The nucleolus is a dynamic structure that has roles in various physiological and pathophysiological processes. Perturbations on many aspects of the nucleolar functions are thought to cause “nucleolar stress”, which occurs in response to a variety of chemotherapeutic drugs. The main characteristic changes of nucleolar stress include: 1) reduction of the size and volume of the nucleolus; 2) inhibition of RNA Pol I-mediated rRNA synthesis; and 3) nucleoplasmic translocation of nucleolar stress-related proteins. In studying the apoptosis-inducing effect of the natural compound lovastatin (LV) on breast cancer stem cells, we unexpectedly uncovered a novel form of nucleolar stress, which we call “reverse nucleolar stress”. In our system, the canonical nucleolus stress inducer doxorubicin caused nucleoplasmic translocation of the nucleolar protein NPM and complete abolishment of Nolc1, an NPM-interacting protein and an activator of rRNA transcription.
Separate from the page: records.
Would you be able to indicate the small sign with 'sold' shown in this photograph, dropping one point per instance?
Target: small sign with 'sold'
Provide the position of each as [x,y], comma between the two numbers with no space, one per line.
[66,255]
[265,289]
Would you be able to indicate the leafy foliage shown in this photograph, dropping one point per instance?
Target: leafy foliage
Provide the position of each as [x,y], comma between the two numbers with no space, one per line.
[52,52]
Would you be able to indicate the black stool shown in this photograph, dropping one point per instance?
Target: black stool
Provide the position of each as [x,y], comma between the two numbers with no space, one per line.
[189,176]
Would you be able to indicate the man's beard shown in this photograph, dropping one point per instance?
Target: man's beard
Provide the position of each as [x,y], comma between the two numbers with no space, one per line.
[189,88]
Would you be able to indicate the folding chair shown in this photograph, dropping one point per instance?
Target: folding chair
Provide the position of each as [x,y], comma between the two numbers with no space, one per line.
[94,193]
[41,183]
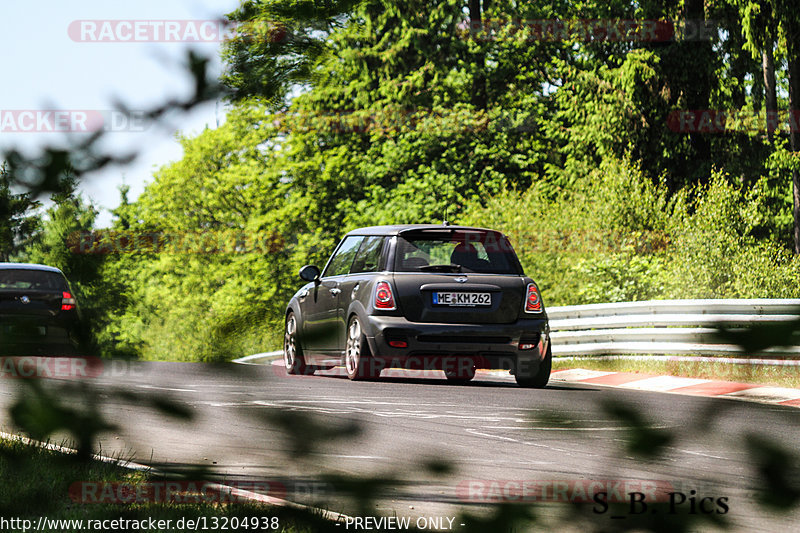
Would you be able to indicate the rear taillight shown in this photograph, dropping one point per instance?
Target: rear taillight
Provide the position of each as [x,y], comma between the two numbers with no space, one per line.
[384,299]
[533,302]
[67,301]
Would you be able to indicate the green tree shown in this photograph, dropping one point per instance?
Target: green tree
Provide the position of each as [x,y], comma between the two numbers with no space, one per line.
[17,223]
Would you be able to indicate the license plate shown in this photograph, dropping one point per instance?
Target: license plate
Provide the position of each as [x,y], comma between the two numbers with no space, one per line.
[462,299]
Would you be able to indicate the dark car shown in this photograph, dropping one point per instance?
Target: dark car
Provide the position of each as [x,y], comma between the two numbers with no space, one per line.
[418,296]
[38,312]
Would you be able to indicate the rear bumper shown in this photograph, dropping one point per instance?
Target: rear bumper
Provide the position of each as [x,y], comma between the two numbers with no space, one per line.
[437,345]
[21,335]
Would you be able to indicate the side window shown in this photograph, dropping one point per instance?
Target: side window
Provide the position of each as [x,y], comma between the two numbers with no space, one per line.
[369,255]
[343,258]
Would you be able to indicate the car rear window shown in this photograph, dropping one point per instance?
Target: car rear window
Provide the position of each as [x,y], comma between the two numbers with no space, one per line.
[455,251]
[40,280]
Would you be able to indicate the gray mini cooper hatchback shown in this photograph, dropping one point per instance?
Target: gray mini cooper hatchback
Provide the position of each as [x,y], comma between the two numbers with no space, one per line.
[450,298]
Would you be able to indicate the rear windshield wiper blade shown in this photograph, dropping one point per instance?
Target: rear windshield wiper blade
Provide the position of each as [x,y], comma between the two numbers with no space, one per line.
[442,268]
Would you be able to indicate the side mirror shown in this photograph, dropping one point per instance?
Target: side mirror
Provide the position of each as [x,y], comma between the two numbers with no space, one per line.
[309,273]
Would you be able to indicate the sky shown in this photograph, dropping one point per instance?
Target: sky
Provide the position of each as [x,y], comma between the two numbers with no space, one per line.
[80,57]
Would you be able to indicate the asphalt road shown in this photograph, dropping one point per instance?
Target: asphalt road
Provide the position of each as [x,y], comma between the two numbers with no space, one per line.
[254,424]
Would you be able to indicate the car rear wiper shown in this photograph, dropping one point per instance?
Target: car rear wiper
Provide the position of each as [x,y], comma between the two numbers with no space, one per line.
[442,268]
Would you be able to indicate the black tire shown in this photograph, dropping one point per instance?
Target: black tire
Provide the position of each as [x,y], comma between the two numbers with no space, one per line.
[358,361]
[292,352]
[540,379]
[460,375]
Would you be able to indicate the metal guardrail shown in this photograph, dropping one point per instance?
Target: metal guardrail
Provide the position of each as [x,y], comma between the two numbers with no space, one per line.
[665,327]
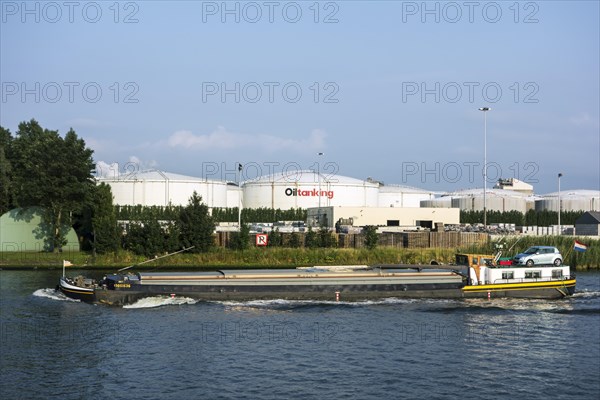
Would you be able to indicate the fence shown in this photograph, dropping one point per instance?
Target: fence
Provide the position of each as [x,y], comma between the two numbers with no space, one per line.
[406,240]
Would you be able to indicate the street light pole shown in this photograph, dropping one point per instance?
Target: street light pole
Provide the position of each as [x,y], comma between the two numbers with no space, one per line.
[239,197]
[559,207]
[485,110]
[319,175]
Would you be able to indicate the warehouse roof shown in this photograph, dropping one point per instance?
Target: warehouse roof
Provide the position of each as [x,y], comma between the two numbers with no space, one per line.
[154,175]
[308,177]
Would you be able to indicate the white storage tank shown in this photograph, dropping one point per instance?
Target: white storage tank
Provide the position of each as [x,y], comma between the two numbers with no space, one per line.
[157,188]
[305,189]
[402,196]
[234,194]
[571,200]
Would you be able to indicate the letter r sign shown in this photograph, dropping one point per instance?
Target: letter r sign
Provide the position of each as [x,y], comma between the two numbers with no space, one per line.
[262,239]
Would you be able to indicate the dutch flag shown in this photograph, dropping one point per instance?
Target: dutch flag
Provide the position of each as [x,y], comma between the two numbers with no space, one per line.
[580,246]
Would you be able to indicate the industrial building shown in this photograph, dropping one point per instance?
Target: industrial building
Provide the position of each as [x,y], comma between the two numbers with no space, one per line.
[365,202]
[402,196]
[157,188]
[588,224]
[496,200]
[406,217]
[570,200]
[305,189]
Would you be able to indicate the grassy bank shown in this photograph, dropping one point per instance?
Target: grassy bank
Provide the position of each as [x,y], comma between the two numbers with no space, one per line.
[288,257]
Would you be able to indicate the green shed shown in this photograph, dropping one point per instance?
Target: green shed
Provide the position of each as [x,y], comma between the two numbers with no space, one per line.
[22,230]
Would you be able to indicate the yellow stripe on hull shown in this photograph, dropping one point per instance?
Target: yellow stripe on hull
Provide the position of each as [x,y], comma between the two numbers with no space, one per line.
[76,291]
[519,286]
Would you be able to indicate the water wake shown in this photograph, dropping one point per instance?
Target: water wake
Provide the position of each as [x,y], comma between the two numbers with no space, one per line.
[53,295]
[159,301]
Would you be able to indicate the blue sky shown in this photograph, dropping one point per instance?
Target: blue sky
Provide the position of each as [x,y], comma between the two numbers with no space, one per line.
[388,90]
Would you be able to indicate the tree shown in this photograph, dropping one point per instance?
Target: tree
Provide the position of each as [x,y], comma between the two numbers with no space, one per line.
[371,237]
[6,189]
[294,240]
[105,232]
[196,226]
[241,239]
[326,239]
[311,240]
[275,238]
[53,173]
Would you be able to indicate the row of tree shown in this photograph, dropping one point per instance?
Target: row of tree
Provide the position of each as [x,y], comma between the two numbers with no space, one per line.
[38,167]
[530,218]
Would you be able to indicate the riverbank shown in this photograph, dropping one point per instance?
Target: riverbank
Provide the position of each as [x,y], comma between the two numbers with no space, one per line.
[251,258]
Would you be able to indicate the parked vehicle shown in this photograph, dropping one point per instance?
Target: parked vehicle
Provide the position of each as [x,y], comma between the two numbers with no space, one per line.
[539,255]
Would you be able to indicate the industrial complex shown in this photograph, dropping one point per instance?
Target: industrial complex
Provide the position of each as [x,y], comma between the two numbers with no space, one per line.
[331,199]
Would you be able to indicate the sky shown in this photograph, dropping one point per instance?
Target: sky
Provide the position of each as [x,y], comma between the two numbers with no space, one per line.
[384,89]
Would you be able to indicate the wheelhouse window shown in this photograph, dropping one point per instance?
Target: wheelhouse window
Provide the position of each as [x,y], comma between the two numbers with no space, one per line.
[557,273]
[533,274]
[508,275]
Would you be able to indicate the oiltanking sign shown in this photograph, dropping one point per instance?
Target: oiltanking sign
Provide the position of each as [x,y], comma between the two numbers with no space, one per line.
[262,239]
[309,193]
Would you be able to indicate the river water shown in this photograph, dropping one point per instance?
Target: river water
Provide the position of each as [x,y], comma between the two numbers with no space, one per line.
[52,347]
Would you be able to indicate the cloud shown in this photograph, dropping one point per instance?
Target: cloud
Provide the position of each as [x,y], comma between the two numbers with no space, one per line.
[584,119]
[221,139]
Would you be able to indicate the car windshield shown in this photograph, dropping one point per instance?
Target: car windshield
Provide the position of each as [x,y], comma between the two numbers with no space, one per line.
[531,250]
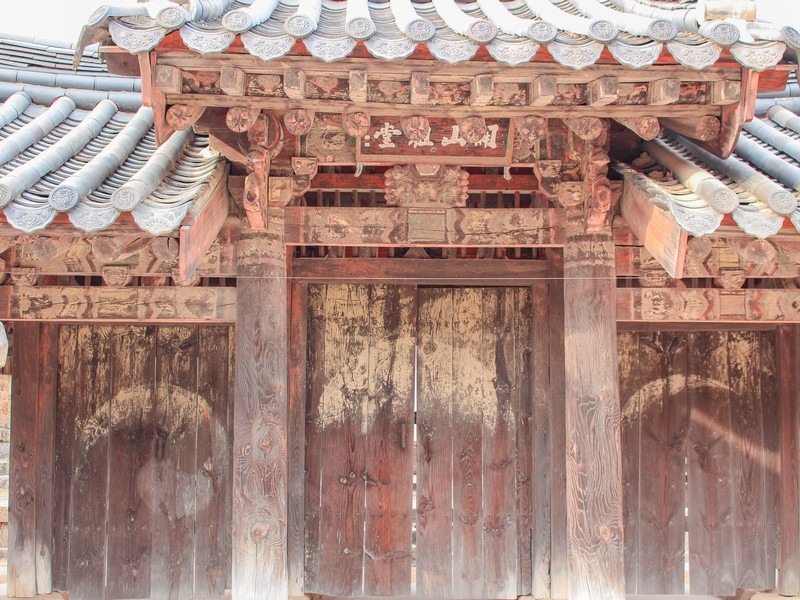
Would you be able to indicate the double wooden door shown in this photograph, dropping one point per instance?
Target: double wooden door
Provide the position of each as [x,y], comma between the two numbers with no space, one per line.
[418,436]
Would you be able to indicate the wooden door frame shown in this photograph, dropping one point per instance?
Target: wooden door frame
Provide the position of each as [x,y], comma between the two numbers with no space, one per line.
[536,274]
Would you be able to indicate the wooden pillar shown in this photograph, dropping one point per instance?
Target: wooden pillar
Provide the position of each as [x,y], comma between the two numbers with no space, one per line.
[789,566]
[33,409]
[260,416]
[593,459]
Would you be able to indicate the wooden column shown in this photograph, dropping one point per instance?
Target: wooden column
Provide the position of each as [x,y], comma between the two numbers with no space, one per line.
[789,566]
[33,409]
[260,416]
[593,469]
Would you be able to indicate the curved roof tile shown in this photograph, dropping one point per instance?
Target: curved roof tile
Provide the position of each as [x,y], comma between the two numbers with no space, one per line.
[574,31]
[759,184]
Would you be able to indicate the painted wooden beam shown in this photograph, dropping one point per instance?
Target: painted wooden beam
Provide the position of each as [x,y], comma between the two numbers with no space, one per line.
[107,304]
[420,271]
[353,226]
[387,109]
[201,227]
[595,536]
[260,477]
[707,305]
[654,227]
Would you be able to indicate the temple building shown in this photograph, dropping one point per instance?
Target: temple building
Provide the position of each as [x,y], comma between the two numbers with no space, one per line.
[404,299]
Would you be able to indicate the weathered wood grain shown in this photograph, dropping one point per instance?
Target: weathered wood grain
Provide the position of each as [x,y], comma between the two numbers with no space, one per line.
[298,356]
[23,462]
[558,495]
[131,445]
[748,460]
[63,461]
[770,399]
[389,445]
[87,557]
[788,349]
[630,393]
[174,464]
[344,419]
[44,452]
[500,552]
[594,490]
[313,450]
[212,462]
[531,329]
[471,397]
[419,270]
[662,479]
[435,443]
[710,491]
[78,304]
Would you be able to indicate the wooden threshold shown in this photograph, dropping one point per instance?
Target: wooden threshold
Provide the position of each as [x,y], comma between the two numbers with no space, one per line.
[420,271]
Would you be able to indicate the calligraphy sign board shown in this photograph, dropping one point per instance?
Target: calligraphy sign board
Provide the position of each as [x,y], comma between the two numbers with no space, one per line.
[444,143]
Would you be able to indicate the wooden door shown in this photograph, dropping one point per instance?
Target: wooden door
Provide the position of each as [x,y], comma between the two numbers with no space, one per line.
[432,510]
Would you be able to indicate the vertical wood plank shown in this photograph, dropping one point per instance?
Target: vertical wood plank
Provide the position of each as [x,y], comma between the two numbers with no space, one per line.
[630,402]
[472,401]
[748,459]
[212,462]
[531,330]
[131,445]
[45,448]
[710,493]
[594,490]
[499,521]
[389,458]
[788,349]
[260,511]
[770,399]
[87,558]
[65,442]
[229,429]
[174,474]
[298,352]
[559,575]
[344,416]
[435,360]
[23,459]
[313,438]
[664,414]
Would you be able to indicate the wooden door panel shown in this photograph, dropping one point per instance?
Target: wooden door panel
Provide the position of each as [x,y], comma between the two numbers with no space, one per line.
[361,384]
[472,383]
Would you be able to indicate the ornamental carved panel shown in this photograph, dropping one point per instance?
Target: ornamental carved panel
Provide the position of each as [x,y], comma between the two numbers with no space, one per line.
[431,186]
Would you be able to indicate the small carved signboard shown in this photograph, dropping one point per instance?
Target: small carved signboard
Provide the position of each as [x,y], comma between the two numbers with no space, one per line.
[442,142]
In contrast, the reverse nucleolar stress induced by LV is manifested as a more localized perinucleolar distribution of NPM and an increase in the protein level of Nolc1. Furthermore, translocation of the ribosomal protein RPL3 from the cytoplasm to the nucleolus and increased AgNOR staining were observed. These changes characterize a novel pattern of nucleolar stress doubtlessly distinguishable from the canonical one. The functional consequences of reverse nucleolar stress are not clear at present but may presumably be related to cell death or even normalization of the stressed cell. The discovery of reverse nucleolar stress opens up a new area of research in molecular and cellular biology and might have important implications in cancer therapy.